Medicine Hat on brink of ending homelessness, mayor says
Focusing on getting people into homes instead of shelters touted as key to success
Medicine Hat is on the cusp of making history in the battle against homelessness, says the city’s mayor.
The southern Alberta city is one of seven communities in Alberta that adopted a Housing First approach to fighting homelessness several years ago.
The Medicine Hat Community Housing Society released a progress report Thursday on its five-year plan to end homelessness.
According to Mayor Ted Clugston, the strategy is proving so successful that the city is on target to effectively win the battle by next year.
"Our goal is to be the first municipality in Canada to end homelessness,” he said.
The idea behind Housing First is to stop focusing on temporary shelters and instead make it a priority to get homeless people into places of their own — without imposing rules such as staying sober. The policy was first tried in the United States and Great Britain.
The report says 1,147 people used emergency shelters in Medicine Hat in 2008-2009. That’s a big problem for a city of 61,000 people, said Clugston.
But 672 people have been brought out of homelessness since the city adopted the Housing First strategy five years ago — including 220 children — according to the Medicine Hat Community Housing Society, which is overseeing the program.
About 72 per cent of the participants have succeeded in the program and maintained their housing.
The shelter use had fallen to 849 by 2012-2013, says the report.
Until a few years ago, the city was trying to tackle the problem in a misguided way, said the society's homeless and housing department manager Jaime Rogers.
"What we did really, well many years ago, is actually prolong people's experience being homeless. We provided sandwiches, tents, boots and allow them to live in their existing circumstance,” she said.
Mayor took convincing
Until recently, Clugston was on the other side of the debate about how to end homelessness. He spent six years on council before becoming mayor late last year.
“When I first got elected on council I was a bit of a cowboy, and I was actually speaking against a lot of these projects. I was one of their biggest detractors,” he said.
But Clugston said the members of the Medicine Hat Community Housing Society spent six years making a convert out of him.
“And now I’ve become their advocate and have to admit it’s the right thing to do, it’s the moral thing to do.
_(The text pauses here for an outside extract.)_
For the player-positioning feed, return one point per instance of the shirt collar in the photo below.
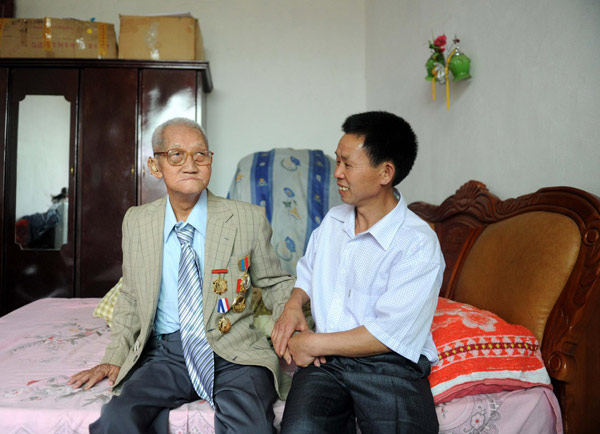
(383, 231)
(195, 218)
And it makes sense financially,” he said.
“If you can get somebody off the street, it saves the emergency room visits, it saves the police, it saves the justice system — and so when you add up all those extra costs … you can buy a lot of housing for that amount of money.”
And once people are housed, it’s easier for support workers to help them with a co-ordinated delivery of social services to address issues such as substance abuse and mental health problems, Clugston said.
A home of her own
Candace Koch, who was homeless until this spring, now has a subsidized apartment of her own thanks to the program.
“I went from friend’s couches to floors to couches,” she said.
"Emotionally I could just break down talking about it. It's been rough.
“It means everything. I don't have to worry about where I'm going to sleep next … yeah, it's a place called home,” she added.